JULY 21

Don Knotts
Born July 21,1924 in Morgantown, West Virginia.
Died February 24, 2006 at the UCLA Medical Center
in Los Angeles, California
Actor
Don Knotts
Popular Name - Jesse Donald Knotts
Actor and comedian. Born July 21, 1924, in
Morgantown, West Virginia. Before he entered high
school, Knotts began performing as a
ventriloquist and comedian at various church and
school functions. He traveled to New York City to
try and make his way as a comedian, but returned
home to attend West Virginia University when his
career failed to take off.

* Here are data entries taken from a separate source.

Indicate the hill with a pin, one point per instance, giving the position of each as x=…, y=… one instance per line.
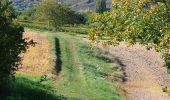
x=88, y=5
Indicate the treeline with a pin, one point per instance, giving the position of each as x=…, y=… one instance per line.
x=143, y=21
x=11, y=45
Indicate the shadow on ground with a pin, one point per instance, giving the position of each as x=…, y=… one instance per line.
x=25, y=89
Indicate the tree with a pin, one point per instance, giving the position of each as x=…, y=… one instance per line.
x=136, y=21
x=100, y=6
x=11, y=43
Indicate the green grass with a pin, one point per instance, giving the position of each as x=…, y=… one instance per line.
x=82, y=73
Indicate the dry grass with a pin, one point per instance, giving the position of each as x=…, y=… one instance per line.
x=36, y=60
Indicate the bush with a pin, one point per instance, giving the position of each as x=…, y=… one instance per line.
x=145, y=21
x=11, y=43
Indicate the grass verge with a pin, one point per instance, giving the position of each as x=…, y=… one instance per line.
x=83, y=73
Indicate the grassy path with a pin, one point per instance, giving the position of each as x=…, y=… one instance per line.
x=82, y=73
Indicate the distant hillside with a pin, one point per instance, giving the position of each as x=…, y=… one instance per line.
x=88, y=5
x=20, y=5
x=78, y=5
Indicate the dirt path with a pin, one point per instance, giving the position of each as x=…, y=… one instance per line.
x=144, y=72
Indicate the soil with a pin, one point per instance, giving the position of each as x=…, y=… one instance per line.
x=145, y=74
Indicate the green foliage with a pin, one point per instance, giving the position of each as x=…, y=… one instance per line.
x=28, y=14
x=100, y=6
x=11, y=43
x=135, y=21
x=28, y=88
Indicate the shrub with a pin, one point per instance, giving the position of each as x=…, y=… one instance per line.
x=143, y=21
x=11, y=43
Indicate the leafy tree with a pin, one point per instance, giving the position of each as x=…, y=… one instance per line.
x=11, y=43
x=136, y=21
x=100, y=6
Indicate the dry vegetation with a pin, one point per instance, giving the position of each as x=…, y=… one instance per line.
x=36, y=60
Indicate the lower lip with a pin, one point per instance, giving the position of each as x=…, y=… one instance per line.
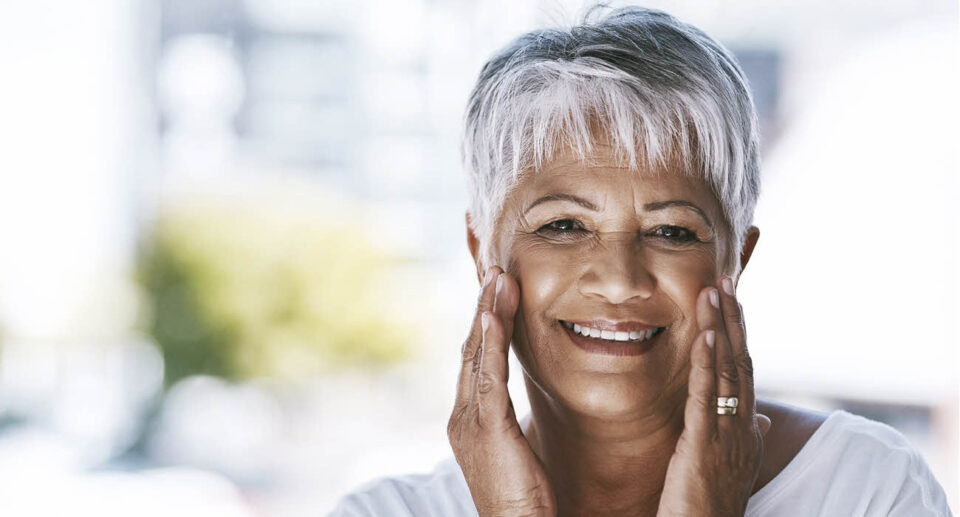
x=607, y=347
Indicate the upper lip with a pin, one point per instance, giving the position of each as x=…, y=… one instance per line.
x=615, y=326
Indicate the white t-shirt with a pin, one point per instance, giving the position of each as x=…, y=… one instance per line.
x=851, y=466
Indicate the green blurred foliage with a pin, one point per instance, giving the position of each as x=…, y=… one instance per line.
x=246, y=291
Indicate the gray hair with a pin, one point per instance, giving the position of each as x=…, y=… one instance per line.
x=658, y=90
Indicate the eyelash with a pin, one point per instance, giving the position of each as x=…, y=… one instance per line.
x=687, y=236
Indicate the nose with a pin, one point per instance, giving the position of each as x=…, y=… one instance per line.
x=617, y=271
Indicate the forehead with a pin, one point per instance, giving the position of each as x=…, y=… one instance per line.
x=601, y=174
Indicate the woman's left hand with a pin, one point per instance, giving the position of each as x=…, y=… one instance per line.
x=718, y=457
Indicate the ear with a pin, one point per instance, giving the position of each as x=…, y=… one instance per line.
x=753, y=234
x=474, y=244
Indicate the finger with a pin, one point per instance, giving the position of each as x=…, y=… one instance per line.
x=728, y=382
x=470, y=352
x=492, y=397
x=737, y=333
x=764, y=423
x=506, y=300
x=700, y=413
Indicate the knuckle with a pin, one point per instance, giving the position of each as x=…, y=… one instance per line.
x=728, y=372
x=486, y=382
x=471, y=354
x=745, y=362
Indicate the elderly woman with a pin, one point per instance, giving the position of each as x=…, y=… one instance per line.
x=613, y=171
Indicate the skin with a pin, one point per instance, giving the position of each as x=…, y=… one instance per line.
x=614, y=435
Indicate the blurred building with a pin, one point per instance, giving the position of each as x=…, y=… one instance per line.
x=115, y=109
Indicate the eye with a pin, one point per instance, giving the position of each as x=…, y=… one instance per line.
x=677, y=234
x=561, y=228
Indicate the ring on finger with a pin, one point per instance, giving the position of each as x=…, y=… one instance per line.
x=727, y=405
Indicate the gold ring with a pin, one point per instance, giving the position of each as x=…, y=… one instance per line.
x=727, y=405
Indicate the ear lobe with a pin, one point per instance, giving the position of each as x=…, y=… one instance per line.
x=474, y=244
x=753, y=234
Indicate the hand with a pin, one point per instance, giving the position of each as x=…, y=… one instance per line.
x=718, y=457
x=504, y=475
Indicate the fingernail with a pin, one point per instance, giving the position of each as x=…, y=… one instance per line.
x=715, y=298
x=727, y=284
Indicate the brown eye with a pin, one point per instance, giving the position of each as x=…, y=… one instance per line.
x=561, y=228
x=676, y=234
x=562, y=225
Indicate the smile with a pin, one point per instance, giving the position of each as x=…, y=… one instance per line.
x=635, y=336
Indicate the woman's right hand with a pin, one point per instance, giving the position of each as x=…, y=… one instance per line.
x=504, y=475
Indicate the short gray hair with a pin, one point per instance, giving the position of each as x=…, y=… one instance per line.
x=656, y=87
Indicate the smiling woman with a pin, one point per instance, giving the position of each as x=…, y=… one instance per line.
x=614, y=171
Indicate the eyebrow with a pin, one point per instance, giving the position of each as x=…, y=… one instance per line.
x=660, y=205
x=652, y=207
x=563, y=197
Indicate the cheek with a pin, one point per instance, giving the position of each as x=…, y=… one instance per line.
x=681, y=277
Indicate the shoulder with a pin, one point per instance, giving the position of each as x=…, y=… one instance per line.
x=442, y=491
x=851, y=464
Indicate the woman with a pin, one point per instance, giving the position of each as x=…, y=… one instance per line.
x=614, y=171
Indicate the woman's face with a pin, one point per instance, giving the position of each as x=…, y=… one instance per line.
x=613, y=249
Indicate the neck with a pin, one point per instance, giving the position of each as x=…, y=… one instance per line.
x=599, y=465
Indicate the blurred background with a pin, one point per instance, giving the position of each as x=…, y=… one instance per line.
x=234, y=279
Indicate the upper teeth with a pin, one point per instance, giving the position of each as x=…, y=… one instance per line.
x=637, y=335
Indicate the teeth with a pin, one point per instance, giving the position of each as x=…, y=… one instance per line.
x=638, y=335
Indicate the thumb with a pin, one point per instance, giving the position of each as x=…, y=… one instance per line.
x=764, y=422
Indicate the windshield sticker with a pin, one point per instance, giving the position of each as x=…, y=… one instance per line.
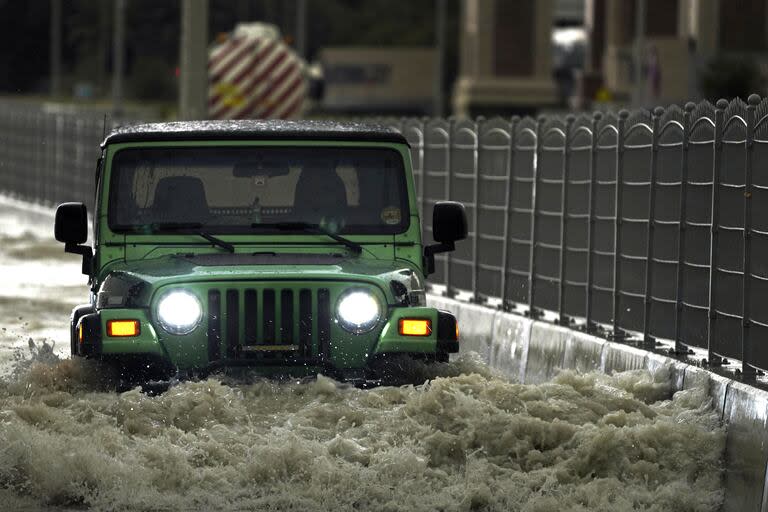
x=391, y=215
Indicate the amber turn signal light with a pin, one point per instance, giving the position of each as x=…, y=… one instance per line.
x=415, y=327
x=123, y=328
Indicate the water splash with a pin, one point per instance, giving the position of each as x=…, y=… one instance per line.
x=467, y=440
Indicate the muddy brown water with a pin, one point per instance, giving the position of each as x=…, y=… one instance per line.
x=466, y=439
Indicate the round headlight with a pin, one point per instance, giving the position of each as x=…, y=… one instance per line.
x=358, y=311
x=179, y=311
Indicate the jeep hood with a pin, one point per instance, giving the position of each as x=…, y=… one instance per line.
x=132, y=284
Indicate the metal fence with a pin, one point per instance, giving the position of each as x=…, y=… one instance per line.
x=48, y=153
x=649, y=223
x=646, y=223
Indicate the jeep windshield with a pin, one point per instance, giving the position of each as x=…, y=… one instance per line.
x=258, y=190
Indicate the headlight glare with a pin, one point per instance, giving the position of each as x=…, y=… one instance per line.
x=358, y=311
x=179, y=312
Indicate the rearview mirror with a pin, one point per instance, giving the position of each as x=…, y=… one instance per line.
x=71, y=223
x=249, y=169
x=449, y=224
x=71, y=227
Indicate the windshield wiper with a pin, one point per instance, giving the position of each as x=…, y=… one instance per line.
x=312, y=228
x=174, y=226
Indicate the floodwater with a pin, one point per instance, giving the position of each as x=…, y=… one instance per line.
x=465, y=440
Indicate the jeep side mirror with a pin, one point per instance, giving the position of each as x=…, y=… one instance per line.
x=71, y=228
x=449, y=224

After his freshman
year, Knotts joined the Army, and during World
War II he toured the Pacific Islands as a
comedian in a G.I. variety show called
"Stars and Gripes."
After graduating from college in 1948, Knotts
again moved to New York, where he quickly became
a regular on several television and radio
programs. In 1955, he made his debut on Broadway
in the hit comedy, No Time For Sergeants, which
marked his first collaboration with Andy
Griffith. Knotts appeared as a regular member of
the ensemble cast on NBC's The Steve Allen Show,
from 1956 to 1960; he moved to Hollywood when the
show relocated in 1959. He also reprised his No
Time for Sergeants role in the 1958 film version,
alongside Griffith, a fellow regular on The Steve
Allen Show.
In 1960, Knotts joined Griffith on a new sitcom,
The Andy Griffith Show, playing Deputy Sheriff
Barney Fife to Griffith's Sheriff Andy Taylor.

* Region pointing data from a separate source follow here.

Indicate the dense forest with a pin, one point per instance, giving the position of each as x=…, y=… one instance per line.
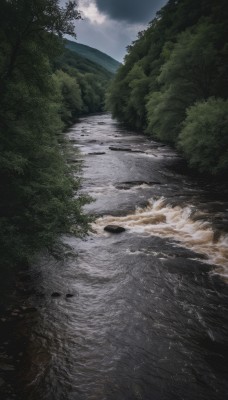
x=173, y=83
x=44, y=88
x=94, y=55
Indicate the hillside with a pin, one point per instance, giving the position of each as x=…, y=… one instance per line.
x=94, y=55
x=173, y=83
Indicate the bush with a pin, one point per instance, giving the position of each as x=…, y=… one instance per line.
x=204, y=136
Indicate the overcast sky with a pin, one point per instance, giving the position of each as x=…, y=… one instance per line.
x=111, y=25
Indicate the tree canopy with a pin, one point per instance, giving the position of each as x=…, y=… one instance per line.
x=177, y=63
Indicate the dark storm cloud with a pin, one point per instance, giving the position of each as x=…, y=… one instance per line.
x=133, y=11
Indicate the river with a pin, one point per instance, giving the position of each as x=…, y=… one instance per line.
x=142, y=314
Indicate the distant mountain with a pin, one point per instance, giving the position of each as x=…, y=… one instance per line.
x=94, y=55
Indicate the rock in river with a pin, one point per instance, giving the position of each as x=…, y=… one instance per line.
x=114, y=229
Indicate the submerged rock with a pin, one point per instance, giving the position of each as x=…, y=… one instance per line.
x=114, y=229
x=55, y=294
x=96, y=153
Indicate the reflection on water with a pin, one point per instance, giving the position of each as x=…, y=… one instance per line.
x=184, y=224
x=145, y=320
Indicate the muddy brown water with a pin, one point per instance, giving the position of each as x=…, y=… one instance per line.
x=142, y=314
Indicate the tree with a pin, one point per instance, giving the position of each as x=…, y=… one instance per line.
x=37, y=202
x=204, y=136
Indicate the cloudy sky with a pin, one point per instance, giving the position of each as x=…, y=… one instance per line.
x=111, y=25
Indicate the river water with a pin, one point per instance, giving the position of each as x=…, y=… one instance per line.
x=148, y=313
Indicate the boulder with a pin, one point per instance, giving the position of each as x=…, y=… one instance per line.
x=55, y=294
x=114, y=229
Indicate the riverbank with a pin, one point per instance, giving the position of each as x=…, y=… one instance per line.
x=139, y=299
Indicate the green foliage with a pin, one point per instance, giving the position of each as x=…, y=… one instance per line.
x=91, y=80
x=38, y=193
x=179, y=60
x=204, y=136
x=108, y=63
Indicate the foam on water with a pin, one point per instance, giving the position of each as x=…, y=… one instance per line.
x=164, y=220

Knotts stayed with the tremendously successful
show for five seasons, during which he won three
Emmy Awards for Outstanding Performance in a
Supporting Role in a Series. Though he left The
Andy Griffith Show in 1965 to pursue a film
career, his periodic returns in 1966 and 1967
earned him two more Emmys.
His first leading role in a film came in 1964,
with The Incredible Mr. Limpet. The film began a
string of appearances in low-budget family films
for Knotts, including The Ghost and Mr. Chicken
(1966), The Reluctant Astronaut (1967), and The
Shakiest Gun in the West (1968), that won him
widespread recognition as a film actor. By 1970,
however, Knotts' clean-cut humor seemed somewhat
out of place in a more sophisticated film
industry, and he began to appear in a series of
somewhat more juvenile films, beginning with the
Disney comedy-Western, The Apple Dumpling Gang,
in 1975, co-starring the comedian Tim Conway, who
became a frequent collaborator.
In 1979, Knotts returned to his successful TV
roots, joining the risque hit comedy, Three's
Company, as the eccentric, leisure suit-clad
landlord Mr. Furley. He remained on the show
until it went off the air in 1984. In 1986, he
joined his Andy Griffith Show co-stars, including
Griffith and Ron Howard, on a wildly popular TV
movie special, Return to Mayberry. Teaming with
Griffith once more, Knotts played a pesky
neighbor in a recurring role on Griffith's
courtroom drama series, Matlock, from 1988 to
1992.
Knotts, who at various times in his career
struggled with severe hypochondria and a
degenerative eye disease, had somewhat of a
career resurgence in the late 1990s. In 1998, he
played a key role in the acclaimed movie
Pleasantville, as a mysterious TV repairman who
ushers two 1990s youngsters into the
black-and-white world of 1950s television. In
1999, the notoriously shy and private Knotts
published his autobiography, Barney Fife and
Other Characters I Have Known.
Knotts and his college sweetheart, Kathryn Metz,
married in 1947 and divorced in 1964. He was
married to his second wife, Loralee Czuchna, from
1974 to 1983, and was later involved with Francey
Yarborough, an actress. Knotts died on February
24, 2006. He is survived by his two children,
Karen and Thomas, from his first marriage.